Effects of endothelin-1 on the membrane potential and slow waves in circular smooth muscle of rat gastric antrum

• Published in: Journal of Smooth Muscle Research Vol. 40; no. 4,5; pp. 199 - 210
• Main Authors: Imaeda, Kenro, Kato, Takashi, Okayama, Naotsuka, Imai, Seiji, Sasaki, Makoto, Kataoka, Hiromi, Nakazawa, Takahiro, Ohara, Hirotaka, Kito, Yoshihiko, Itoh, Makoto
• Format: Journal Article
• Language: English
• Published: Japan Japan Society of Smooth Muscle Research 2004
• Subjects: 4,4'-Diisothiocyanostilbene-2,2'-Disulfonic Acid - pharmacology; Action Potentials - drug effects; Action Potentials - physiology; Animals; Apamin - pharmacology; Ca2+-activated K+ channel; Electromyography; Endothelin-1 - pharmacology; endothelin-1 receptor; gastric smooth muscle; Male; membrane potential; Muscle, Smooth - drug effects; Muscle, Smooth - physiology; Potassium Channels, Calcium-Activated - physiology; Pyloric Antrum - drug effects; Pyloric Antrum - physiology; Rats; Receptor, Endothelin A - physiology; Receptor, Endothelin B - physiology; slow wave
• ISSN: 0916-8737; 1884-8796
• DOI: 10.1540/jsmr.40.199

Electrophysiological effects of endothelin-1 (ET-1) on circular smooth muscle of rat gastric antrum were investigated by using intracellular membrane potential recording techniques.

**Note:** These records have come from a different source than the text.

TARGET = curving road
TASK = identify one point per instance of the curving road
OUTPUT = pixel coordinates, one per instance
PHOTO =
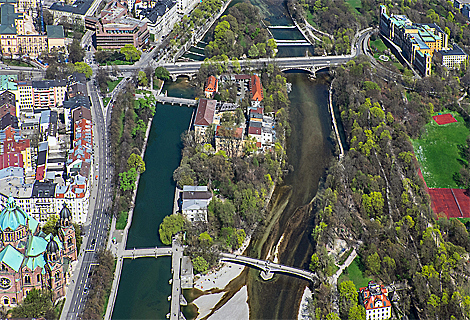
(98, 220)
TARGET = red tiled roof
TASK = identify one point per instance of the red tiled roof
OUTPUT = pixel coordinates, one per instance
(254, 130)
(237, 133)
(256, 88)
(205, 112)
(40, 171)
(211, 84)
(11, 159)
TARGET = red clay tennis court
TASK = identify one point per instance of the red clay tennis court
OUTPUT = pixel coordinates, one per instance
(455, 203)
(444, 118)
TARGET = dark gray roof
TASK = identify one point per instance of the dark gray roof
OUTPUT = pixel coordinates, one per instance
(45, 84)
(78, 7)
(7, 19)
(158, 10)
(43, 190)
(8, 120)
(76, 102)
(456, 50)
(55, 32)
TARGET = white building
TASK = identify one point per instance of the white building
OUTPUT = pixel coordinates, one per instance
(195, 202)
(375, 300)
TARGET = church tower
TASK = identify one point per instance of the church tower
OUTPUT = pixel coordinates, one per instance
(67, 233)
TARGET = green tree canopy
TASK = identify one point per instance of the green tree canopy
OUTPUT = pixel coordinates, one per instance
(142, 79)
(37, 304)
(82, 67)
(135, 161)
(170, 226)
(131, 52)
(162, 73)
(200, 264)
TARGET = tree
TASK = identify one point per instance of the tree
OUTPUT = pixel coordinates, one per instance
(373, 263)
(37, 304)
(131, 52)
(200, 264)
(135, 161)
(51, 225)
(357, 312)
(84, 68)
(170, 226)
(127, 179)
(142, 79)
(253, 52)
(76, 52)
(162, 73)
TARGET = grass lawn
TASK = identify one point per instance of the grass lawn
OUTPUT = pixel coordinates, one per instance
(122, 220)
(439, 152)
(113, 84)
(378, 43)
(355, 273)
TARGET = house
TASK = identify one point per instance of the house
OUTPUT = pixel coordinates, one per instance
(211, 87)
(256, 90)
(194, 203)
(204, 116)
(452, 58)
(374, 298)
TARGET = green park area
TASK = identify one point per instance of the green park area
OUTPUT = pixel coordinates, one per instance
(355, 273)
(113, 84)
(439, 152)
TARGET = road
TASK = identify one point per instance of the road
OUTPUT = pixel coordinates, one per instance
(97, 224)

ET-1 (10 nM) caused an initial hyperpolarization of the membrane which was followed by a sustained depolarization. ET-1 also increased the frequency but not the amplitude of slow waves. In the presence of the endothelin type A (ETA) receptor antagonist, BQ123 (1 μM), ET-1 (10 nM) depolarized the membrane and increased the frequency of slow waves, but without the initial hyperpolarization. The selective endothelin type B (ETB) receptor agonist, sarafotoxin S6c (10 nM), also depolarized the membrane and increased the frequency of slow waves. In the presence of the ETB receptor antagonist, BQ788 (1 μM), ET-1 (10 nM) hyperpolarized the membrane. However, in the presence of BQ788, ET-1 caused neither the depolarization nor the increase in the frequency of the slow waves. The ET-1-induced hyperpolarization was completely abolished by apamin (0.1 μM). In the presence of apamin, ET-1 depolarized the membrane and increased the frequency of slow waves. The ET-1-induced depolarization was significantly attenuated by 4,4'-diisothiocyanatostilbene-2,2'-disulphonic acid (DIDS, 0.3 mM). The increase of the frequency by ET-1 was observed both in the presence and absence of DIDS. These results suggest that, ET-1 hyperpolarizes the membrane by the activation of Ca2+-activated K+ channels via ETA receptors, and depolarizes the membrane by the activation of Ca2+-activated Cl- channels via ETB receptors. ET-1 also appears to increase the frequency of slow waves via ETB receptors, however this mechanism would seem to be independent of membrane depolarization.